A Suitable Schedule
It’s only 3 p.m. but Mariel Devesa, an auditor with Deloitte & Touche, has already knocked off work for the day and is powering her colorful windsurfing board near the Huntington Beach Pier.
Most of her colleagues are still poring over spreadsheets in their offices, but thanks to a flexible schedule, Devesa, the U.S. women’s windsurfing champion, has completed her eight-hour workday. As she glides past flocks of surfers and sea gulls, the 23-year-old Devesa has her sights set on making the U.S. Olympic squad bound for Sydney, Australia, in 2000.
Like Devesa, more Americans than ever are discarding the traditional 9-to-5 habit and varying the time they begin and end work.
According to a recent report by the Bureau of Labor Statistics, about 25 million full-time workers--or 27.6% of the work force--enjoyed flexible hours in May 1997, up sharply from the 15.1% in 1991, when the data were last collected.
The increase in flextime was widespread across demographic groups, occupations and industries, according to Tom Beers, a BLS economist.
Workplace authorities say the numbers have almost certainly increased since the latest BLS study. In this tight job market, more companies are trying to lure--and retain--employees by dangling flextime and other arrangements including compressed workweeks, job sharing and telecommuting.
“Working 9 to 5 is a concept that for the large part has outlived its usefulness,” said Lynne Sarikas of Boston-based consulting group WFD, formerly known as Work/Family Directions.
“Employers are realizing that their [business] and their [workers] are better off with some flexibility.”
Experts say the latest BLS statistics show that many employers are changing with the times. With the gradual decline in manufacturing jobs, workers no longer need to be handcuffed to rigid factory schedules, said Daniel J.B. Mitchell, a UCLA labor economist.
Instead, many workers now demand personalized work hours for a variety of reasons--to go back to school, to work around a spouse’s shift or to care for children or aging parents.
Many employees demand flexible hours to pursue hobbies and a life outside work--like Devesa, who needs to train about two hours a day.
Flextime is hardly new. Hewlett-Packard helped to pioneer it in 1971. Today 85% of the firm’s 70,000 employees in the United States work a flexible schedule, according to a company spokeswoman.
In many companies, employees’ positions on the corporate ladder often determine whether they qualify for flextime. About 42% of executives, administrators and managers were able to vary their work hours, according to the BLS report.
But lower-level employees were less likely to enjoy the same benefit, according to another report from the Conference Board, a research group in New York.
Devesa’s employer, Deloitte & Touche, adopted flextime and other flexible work arrangements in 1993 after discovering that it was having difficulty attracting and retaining women.

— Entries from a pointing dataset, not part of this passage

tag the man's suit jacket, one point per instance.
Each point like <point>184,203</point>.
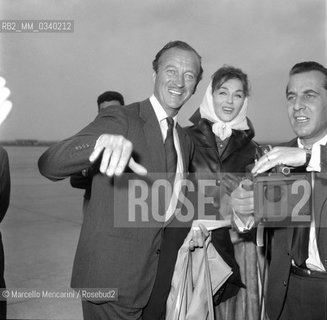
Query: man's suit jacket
<point>279,269</point>
<point>4,204</point>
<point>108,256</point>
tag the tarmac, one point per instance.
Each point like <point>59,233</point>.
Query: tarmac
<point>40,233</point>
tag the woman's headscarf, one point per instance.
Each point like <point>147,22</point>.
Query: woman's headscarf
<point>220,128</point>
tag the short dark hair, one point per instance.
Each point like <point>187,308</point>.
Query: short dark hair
<point>226,73</point>
<point>109,96</point>
<point>179,45</point>
<point>308,66</point>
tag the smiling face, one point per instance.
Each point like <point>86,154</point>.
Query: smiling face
<point>228,99</point>
<point>307,105</point>
<point>176,79</point>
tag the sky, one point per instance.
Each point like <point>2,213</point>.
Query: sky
<point>55,78</point>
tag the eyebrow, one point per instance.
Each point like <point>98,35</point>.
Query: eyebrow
<point>305,91</point>
<point>239,90</point>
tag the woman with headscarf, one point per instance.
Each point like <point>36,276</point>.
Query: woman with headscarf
<point>223,135</point>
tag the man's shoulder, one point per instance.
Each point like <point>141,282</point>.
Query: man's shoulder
<point>290,143</point>
<point>3,153</point>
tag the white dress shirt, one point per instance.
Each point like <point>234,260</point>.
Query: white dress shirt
<point>314,262</point>
<point>161,116</point>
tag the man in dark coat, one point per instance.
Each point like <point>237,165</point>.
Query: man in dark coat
<point>136,136</point>
<point>297,279</point>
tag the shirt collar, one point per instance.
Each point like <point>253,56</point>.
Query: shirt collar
<point>159,110</point>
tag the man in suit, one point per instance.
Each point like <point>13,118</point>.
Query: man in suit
<point>140,138</point>
<point>297,279</point>
<point>83,180</point>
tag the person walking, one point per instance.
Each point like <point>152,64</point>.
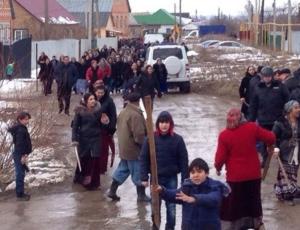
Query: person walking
<point>131,131</point>
<point>66,77</point>
<point>244,90</point>
<point>236,149</point>
<point>171,157</point>
<point>200,197</point>
<point>86,135</point>
<point>267,103</point>
<point>287,131</point>
<point>107,135</point>
<point>22,148</point>
<point>161,72</point>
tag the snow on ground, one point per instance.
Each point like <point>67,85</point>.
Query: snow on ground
<point>44,169</point>
<point>16,86</point>
<point>242,57</point>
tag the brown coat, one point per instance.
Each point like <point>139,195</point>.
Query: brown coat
<point>131,131</point>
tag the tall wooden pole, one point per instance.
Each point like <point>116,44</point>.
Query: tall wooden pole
<point>274,25</point>
<point>154,176</point>
<point>289,26</point>
<point>46,25</point>
<point>180,21</point>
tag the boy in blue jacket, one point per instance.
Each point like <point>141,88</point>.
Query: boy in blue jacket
<point>200,197</point>
<point>22,148</point>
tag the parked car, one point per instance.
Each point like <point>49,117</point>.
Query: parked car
<point>175,59</point>
<point>233,46</point>
<point>153,38</point>
<point>208,43</point>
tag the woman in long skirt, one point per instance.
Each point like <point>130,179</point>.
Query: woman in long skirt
<point>86,136</point>
<point>287,131</point>
<point>242,209</point>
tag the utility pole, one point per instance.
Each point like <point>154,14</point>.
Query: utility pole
<point>91,9</point>
<point>180,23</point>
<point>289,26</point>
<point>98,19</point>
<point>274,25</point>
<point>46,25</point>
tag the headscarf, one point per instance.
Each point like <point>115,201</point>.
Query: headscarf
<point>234,118</point>
<point>290,105</point>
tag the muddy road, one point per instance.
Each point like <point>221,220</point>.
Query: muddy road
<point>197,118</point>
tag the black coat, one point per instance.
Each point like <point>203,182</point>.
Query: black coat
<point>253,83</point>
<point>86,130</point>
<point>283,132</point>
<point>267,104</point>
<point>161,74</point>
<point>21,139</point>
<point>171,157</point>
<point>244,91</point>
<point>108,106</point>
<point>146,85</point>
<point>67,76</point>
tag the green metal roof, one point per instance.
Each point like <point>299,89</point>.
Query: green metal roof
<point>160,17</point>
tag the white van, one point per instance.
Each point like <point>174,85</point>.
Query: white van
<point>175,59</point>
<point>153,38</point>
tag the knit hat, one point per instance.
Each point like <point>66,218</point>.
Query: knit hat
<point>164,116</point>
<point>290,105</point>
<point>267,71</point>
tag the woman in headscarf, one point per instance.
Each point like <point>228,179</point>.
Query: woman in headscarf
<point>287,131</point>
<point>87,126</point>
<point>242,209</point>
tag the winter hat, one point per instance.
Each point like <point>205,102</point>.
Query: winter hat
<point>164,116</point>
<point>199,164</point>
<point>234,118</point>
<point>290,105</point>
<point>285,71</point>
<point>267,71</point>
<point>133,97</point>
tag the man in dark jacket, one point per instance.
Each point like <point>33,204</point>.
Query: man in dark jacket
<point>161,73</point>
<point>67,75</point>
<point>131,131</point>
<point>267,103</point>
<point>22,148</point>
<point>171,157</point>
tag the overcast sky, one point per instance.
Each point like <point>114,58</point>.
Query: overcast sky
<point>204,7</point>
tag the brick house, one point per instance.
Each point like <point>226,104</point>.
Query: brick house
<point>110,17</point>
<point>25,18</point>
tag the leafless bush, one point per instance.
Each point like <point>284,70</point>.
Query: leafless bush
<point>42,113</point>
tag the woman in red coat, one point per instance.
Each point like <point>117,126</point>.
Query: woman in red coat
<point>242,209</point>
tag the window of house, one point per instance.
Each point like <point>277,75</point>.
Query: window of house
<point>20,34</point>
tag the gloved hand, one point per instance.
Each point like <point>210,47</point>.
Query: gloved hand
<point>75,143</point>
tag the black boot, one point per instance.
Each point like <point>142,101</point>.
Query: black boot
<point>113,189</point>
<point>142,197</point>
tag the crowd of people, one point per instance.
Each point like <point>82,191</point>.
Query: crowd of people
<point>267,119</point>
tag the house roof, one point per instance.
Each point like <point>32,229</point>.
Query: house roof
<point>103,18</point>
<point>160,17</point>
<point>82,5</point>
<point>57,14</point>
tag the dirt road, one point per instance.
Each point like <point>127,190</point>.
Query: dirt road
<point>64,206</point>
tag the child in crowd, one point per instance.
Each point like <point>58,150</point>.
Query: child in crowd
<point>22,148</point>
<point>200,196</point>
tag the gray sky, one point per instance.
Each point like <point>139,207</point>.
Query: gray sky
<point>204,7</point>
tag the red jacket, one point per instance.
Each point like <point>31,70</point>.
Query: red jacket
<point>101,73</point>
<point>237,150</point>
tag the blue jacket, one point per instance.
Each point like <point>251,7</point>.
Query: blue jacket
<point>171,157</point>
<point>204,213</point>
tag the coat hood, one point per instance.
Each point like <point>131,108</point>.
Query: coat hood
<point>188,185</point>
<point>13,129</point>
<point>164,116</point>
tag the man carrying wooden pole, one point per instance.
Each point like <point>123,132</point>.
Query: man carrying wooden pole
<point>163,155</point>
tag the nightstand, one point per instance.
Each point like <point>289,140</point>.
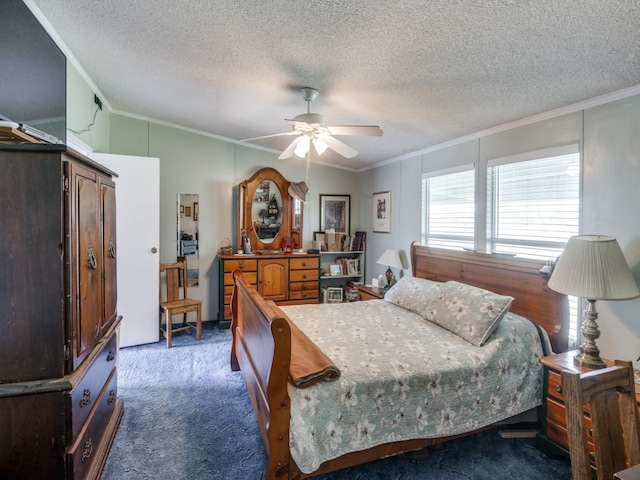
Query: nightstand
<point>369,293</point>
<point>552,438</point>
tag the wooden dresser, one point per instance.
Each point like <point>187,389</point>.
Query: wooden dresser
<point>59,409</point>
<point>287,279</point>
<point>553,438</point>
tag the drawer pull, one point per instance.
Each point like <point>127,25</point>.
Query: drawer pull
<point>86,398</point>
<point>93,264</point>
<point>86,453</point>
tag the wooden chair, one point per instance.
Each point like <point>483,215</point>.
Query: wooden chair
<point>610,394</point>
<point>174,301</point>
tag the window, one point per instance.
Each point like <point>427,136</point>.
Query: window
<point>532,208</point>
<point>449,209</point>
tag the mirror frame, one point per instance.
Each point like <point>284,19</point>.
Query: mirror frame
<point>181,213</point>
<point>288,229</point>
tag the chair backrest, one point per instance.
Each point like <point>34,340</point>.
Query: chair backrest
<point>174,282</point>
<point>610,394</point>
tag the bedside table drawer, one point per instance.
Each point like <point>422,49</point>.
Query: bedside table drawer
<point>554,388</point>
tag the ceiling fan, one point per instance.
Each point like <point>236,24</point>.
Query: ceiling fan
<point>311,129</point>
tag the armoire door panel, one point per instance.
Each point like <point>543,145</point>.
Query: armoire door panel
<point>31,268</point>
<point>110,252</point>
<point>88,258</point>
<point>273,278</point>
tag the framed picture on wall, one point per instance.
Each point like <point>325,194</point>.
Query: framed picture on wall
<point>382,212</point>
<point>335,213</point>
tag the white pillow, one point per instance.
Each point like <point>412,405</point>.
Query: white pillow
<point>413,294</point>
<point>470,312</point>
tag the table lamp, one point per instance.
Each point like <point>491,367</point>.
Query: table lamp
<point>593,267</point>
<point>390,258</point>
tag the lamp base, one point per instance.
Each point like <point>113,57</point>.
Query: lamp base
<point>589,360</point>
<point>589,354</point>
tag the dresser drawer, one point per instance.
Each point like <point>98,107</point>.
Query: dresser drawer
<point>246,265</point>
<point>85,394</point>
<point>84,450</point>
<point>300,290</point>
<point>250,277</point>
<point>554,387</point>
<point>557,425</point>
<point>303,263</point>
<point>303,275</point>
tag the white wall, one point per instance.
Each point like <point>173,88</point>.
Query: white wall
<point>611,205</point>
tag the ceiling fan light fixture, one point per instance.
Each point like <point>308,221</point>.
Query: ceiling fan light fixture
<point>319,145</point>
<point>303,146</point>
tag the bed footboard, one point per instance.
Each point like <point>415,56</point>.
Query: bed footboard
<point>261,349</point>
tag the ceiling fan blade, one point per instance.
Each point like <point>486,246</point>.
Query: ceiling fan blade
<point>268,136</point>
<point>339,147</point>
<point>363,130</point>
<point>289,150</point>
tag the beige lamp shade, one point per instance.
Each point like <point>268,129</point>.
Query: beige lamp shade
<point>594,267</point>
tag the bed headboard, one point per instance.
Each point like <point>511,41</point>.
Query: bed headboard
<point>517,277</point>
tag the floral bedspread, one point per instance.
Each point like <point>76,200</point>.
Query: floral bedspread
<point>404,377</point>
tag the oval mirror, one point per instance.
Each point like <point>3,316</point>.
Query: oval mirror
<point>266,211</point>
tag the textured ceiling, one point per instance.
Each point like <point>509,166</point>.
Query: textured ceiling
<point>426,72</point>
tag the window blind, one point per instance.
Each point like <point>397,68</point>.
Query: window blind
<point>533,206</point>
<point>449,213</point>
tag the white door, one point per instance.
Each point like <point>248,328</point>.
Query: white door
<point>138,236</point>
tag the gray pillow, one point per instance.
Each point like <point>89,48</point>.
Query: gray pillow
<point>470,312</point>
<point>414,294</point>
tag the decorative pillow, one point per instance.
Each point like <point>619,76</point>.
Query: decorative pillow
<point>413,294</point>
<point>470,312</point>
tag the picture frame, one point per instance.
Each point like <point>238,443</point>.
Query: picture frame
<point>334,295</point>
<point>352,266</point>
<point>381,207</point>
<point>321,238</point>
<point>335,213</point>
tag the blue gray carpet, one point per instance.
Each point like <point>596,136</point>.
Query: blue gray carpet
<point>188,416</point>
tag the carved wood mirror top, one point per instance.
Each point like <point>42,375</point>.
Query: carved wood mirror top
<point>265,211</point>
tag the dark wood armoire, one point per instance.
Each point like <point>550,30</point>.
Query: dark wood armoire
<point>59,408</point>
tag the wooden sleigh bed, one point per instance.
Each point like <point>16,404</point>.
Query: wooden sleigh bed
<point>262,339</point>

Since then, the number of female partners has doubled, said Janis MacRae, the accounting firm’s human resources director.
Kit Lim, a senior manager at one of Deloitte’s competitors, Ernst & Young in Irvine, said she was about to quit her job to care for her two school-age children when her boss suggested that she consider working flexible hours.
“It’s wonderful,” she said. “You can tailor your work to fit your family’s needs.”
But flextime is not only for mothers anymore. Men were somewhat more likely to be working flexible schedules than women--28.7% to 26.2% respectively, according to the BLS report.
They include Devesa’s colleague, 35-year-old Ray Bouvier, who helps to care for his two daughters, ages 3 and 2.
“I want to spend some time with my kids when they’re awake,” said Bouvier, a pension consultant. “I’m a night person, so working after they go to bed, between 9 p.m. and 2 a.m., is good, productive time for me.”
Sarikas, the WFD consultant, said studies upon studies have shown that workers who utilize flextime arrangements are more loyal, productive and content.
Just ask Devesa.
“It’s important for workers to have balanced lives,” she said. “Because Deloitte has been good to me, it makes me want to pay them back for it with hard work.”